Sometimes, when hearing this, people will argue that this doesn’t work in volatile settings. For example, what if the mean of a feature changes every month? Then obviously sticking with that mean you derived in the training set will lead to bad results. This is true, but is in fact exactly the reason why we set up our train and test split in this way. If a feature is indeed volatile, we will see the problem when testing the model. Secondly, even if you would use the current mean to impute with, remember that the non-missing feature values will all have shifted as well, though your model is still working based on the distribution it observed back when it was trained. Later on, we will return to this issue and see how it can be avoided by setting up proper validation and monitoring. For now, the answer is that, during development, data leakage should be avoided at all costs.
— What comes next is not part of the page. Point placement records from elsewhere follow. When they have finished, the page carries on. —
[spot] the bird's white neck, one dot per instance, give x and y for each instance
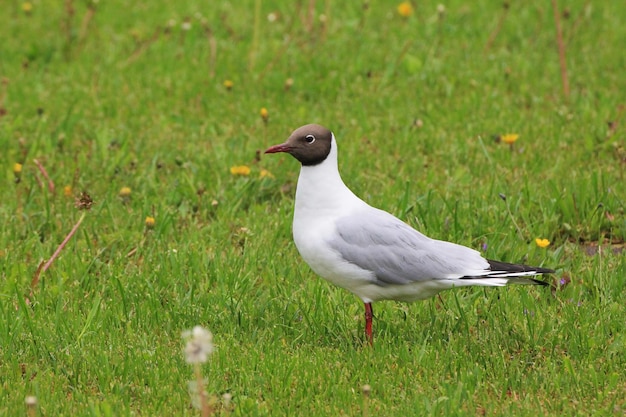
(320, 187)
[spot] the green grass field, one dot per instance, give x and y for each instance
(119, 94)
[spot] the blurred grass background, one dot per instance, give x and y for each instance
(165, 98)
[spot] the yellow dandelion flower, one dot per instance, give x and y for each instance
(240, 170)
(125, 192)
(265, 173)
(542, 243)
(150, 222)
(405, 9)
(509, 138)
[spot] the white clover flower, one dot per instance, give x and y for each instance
(199, 345)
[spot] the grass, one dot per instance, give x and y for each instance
(113, 94)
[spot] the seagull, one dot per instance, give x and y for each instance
(368, 251)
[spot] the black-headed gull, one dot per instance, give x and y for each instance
(368, 251)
Apart from this, instance leakage can also be caused by duplicated or very similar instances which end up being shared between the train and test set. For example, they might contain the same observations but which were measured at different moments in time, or might be images of the same underlying object or subject in the case of a deep learning model, but taken from slightly different angles or some time apart.
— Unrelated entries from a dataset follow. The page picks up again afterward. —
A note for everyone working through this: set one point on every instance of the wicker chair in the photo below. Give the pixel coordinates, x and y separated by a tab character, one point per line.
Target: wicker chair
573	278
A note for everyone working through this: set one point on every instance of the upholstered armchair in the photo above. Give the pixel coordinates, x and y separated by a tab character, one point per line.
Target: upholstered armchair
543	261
To provide a famous example of this, we can mention the story about a 2017 paper by Andrew Ng and his team on Pneumonia Detection on Chest X-Rays (Rajpurkar, P., Irvin, J., Zhu, K., Yang, B., Mehta, H., Duan, T. et al.). After publishing the first version of the paper on arXiv, Nick Roberts responded in a Tweet and asked if the authors were concerned about the fact that even although 20% of the data was set aside as a holdout, the data set used contains 112,120 frontal-view X-ray images of 30,805 unique patients so that multiple instances will hence be belonging to the same patient, and carry the same label. When a random splitting is applied, it is clear that data leakage will occur. The authors fixed the mistake and prepared an updated version of the paper, but if a top deep learning researcher can be caught off-guard by data leakage, it can happen anywhere and to anyone.

Instance leakage can also be the result of having applied resampling techniques (such as oversampling or undersampling) on the complete data set rather than on the train set only, which will again lead to the same duplicated instance showing up in the train and test set.
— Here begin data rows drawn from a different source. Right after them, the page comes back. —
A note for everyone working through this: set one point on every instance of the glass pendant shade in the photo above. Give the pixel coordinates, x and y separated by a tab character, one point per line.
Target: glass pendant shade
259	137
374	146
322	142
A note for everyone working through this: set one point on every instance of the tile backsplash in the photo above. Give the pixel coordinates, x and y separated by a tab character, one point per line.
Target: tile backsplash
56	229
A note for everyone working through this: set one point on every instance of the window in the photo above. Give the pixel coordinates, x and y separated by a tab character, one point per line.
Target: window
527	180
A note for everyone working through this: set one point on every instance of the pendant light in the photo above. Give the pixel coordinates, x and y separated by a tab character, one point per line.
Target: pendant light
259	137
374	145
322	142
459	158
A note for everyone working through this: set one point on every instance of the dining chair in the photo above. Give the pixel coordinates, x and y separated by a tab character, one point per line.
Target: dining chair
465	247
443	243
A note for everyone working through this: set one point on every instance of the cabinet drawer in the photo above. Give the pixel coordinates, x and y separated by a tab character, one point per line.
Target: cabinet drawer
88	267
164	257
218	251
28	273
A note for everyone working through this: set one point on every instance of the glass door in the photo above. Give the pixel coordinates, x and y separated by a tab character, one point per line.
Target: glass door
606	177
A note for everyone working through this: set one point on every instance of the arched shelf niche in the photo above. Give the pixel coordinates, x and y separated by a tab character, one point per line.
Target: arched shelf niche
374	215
As such, keep the following in mind to avoid data leakage: split the holdout test set immediately and do not preprocess it in any way before you’re ready to evaluate your final model. If possible, also try to get a hold of a data dictionary and understand the meaning of every column, as well as unusual values or codes. For every feature, confirm that this feature will be available at prediction time. Perform preprocessing on the training set and then freeze its parameters. Make sure that instances are not showing up multiple times (and could show up both in train and test). Finally, check feature importance scores and use interpretability techniques to assess whether the top contributing features actually make sense.

Finally, we often get the question that if we need to be so strict in terms of how we perform the train/test split, whether the same separation principle should be applied in the case where cross-validation is performed. The short answer is that yes, ideally, you would. Since it is typically hard to correctly set this up from a technical perspective, the choice is sometimes made to e.g. preprocess and featurize the complete train set and not do it separately for each fold. This is somewhat acceptable, as cross-validation is mainly used for model tuning and selection. If we were sloppy somewhere in the development process, we still have the unspoiled test set to show us the errors. Instead of trying to find a model which simply performs best on the test set, your goal should be to construct a test set which best reflects the changes that might arise in your data as possible, given what you know today.